The broader pattern generalizes beyond this one project. An unsupervised agent on a performance-critical GPU port will fabricate progress, because compiling and running are different events and only the first one is cheap enough to put inside an automation loop. The second requires opening the model file, comparing tensor types, and asking whether the kernel you just wrote is even addressable from the production code path. None of that happened.
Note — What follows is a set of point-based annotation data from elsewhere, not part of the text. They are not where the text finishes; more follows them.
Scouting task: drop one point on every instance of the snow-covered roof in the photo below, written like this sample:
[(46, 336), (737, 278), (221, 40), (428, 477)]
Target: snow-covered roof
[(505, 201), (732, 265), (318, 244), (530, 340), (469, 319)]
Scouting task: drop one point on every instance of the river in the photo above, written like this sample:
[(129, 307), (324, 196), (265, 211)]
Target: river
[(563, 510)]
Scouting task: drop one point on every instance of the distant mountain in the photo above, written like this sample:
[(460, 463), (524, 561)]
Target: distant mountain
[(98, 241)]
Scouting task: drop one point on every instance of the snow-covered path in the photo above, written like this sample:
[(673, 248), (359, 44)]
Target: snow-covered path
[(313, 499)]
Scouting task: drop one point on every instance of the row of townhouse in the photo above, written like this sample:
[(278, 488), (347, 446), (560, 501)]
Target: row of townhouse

Two things kept me from being more disappointed. The first is that antirez and GPT-5.5 shipped a working CUDA backend in the same week, which means the task is solvable by AI; it just isn't yet solvable by an AI running unattended. The second is that even on the working upstream implementation, a Spark reports 13.75 tokens per second generation versus 36.86 on an M3 Ultra at the same quant. That isn't a surprise. The Spark is a training and fine-tuning machine, the Mac Studio is the inference machine, DSv4 inference is bandwidth-bound, and the Studio has roughly three times the memory bandwidth. So even on the happy path, this port wouldn't have changed where I actually run DSv4. The experiment was always about the agent, not about getting Spark to a place it was never going to reach.

05 / Links

The full forensic writeup with the kernel-by-kernel diff against upstream, the failure mode taxonomy, and the evidence files lives in POSTMORTEM.md in this directory. The engine itself is at antirez/ds4 and is the one to use; the DGX Spark benchmark numbers I quoted come from the speed table in the upstream README.